Bleeding with First Baby Ups Health Risks in Future Pregnancies
Moms-to-be who experience first trimester bleeding are more likely to develop certain complications as their current pregnancies progress—and this risk appears to carry over into future pregnancies, too, according to a new research from Denmark. The study, published in the May 2010 issue of the journal Obstetrics & Gynecology, looked at records for nearly 800,000 Danish women who delivered a first baby between 1978 and 2007 (540,000 of these women also had a second child during this time period). Approximately 2 percent of women in the study experienced first trimester bleeding. In this group, women also showed elevated rates of preterm delivery, problems with the placenta during delivery, and premature rupture of membranes, a complication in which a woman’s water breaks before labor begins.

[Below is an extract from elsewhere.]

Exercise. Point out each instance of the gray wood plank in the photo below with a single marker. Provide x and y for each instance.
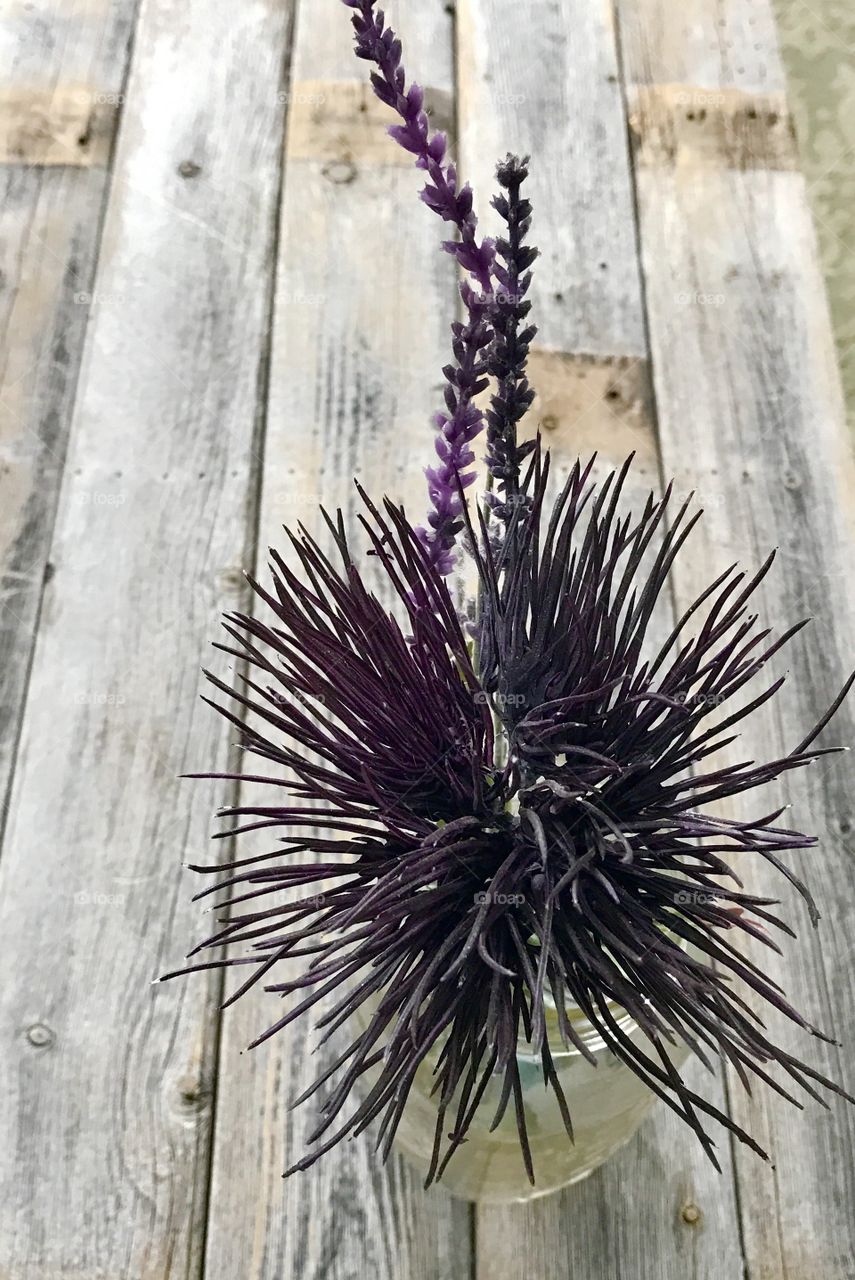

Looking at these women in their second pregnancies, researchers found that even when moms did not experience first trimester bleeding again, they were still at increased risk for preterm delivery and premature membrane rupture. According to researchers’ findings, 8.2 percent of women delivered their babies at 32 to 36 weeks of pregnancy, compared to 2.2 percent of women who did not bleed in a previous pregnancy. The risk for water breaking too early was slight, but still present—4 percent of women who had experienced bleeding in their first pregnancy had premature rupture of membranes in their second pregnancy, compared to 3 percent of women who did not have bleeding.
Changed care providers as you embark on your second pregnancy? Take time at your first prenatal checkup to talk to your new doctor or midwife about your previous pregnancy and any complications you experienced (especially early pregnancy bleeding). Studies like this one highlight how important personal medical history is to keeping you and Baby healthy. Make sure to have your old records sent before your first visit—and follow up to make sure they arrived.
According to researchers (as noted in a Reuters Health article on the study), the new findings suggest that doctors should keep a closer eye on pregnant women who have experienced first-trimester vaginal bleeding. Information in your records may provide important clues for your provider on how to best care for and monitor your pregnancy.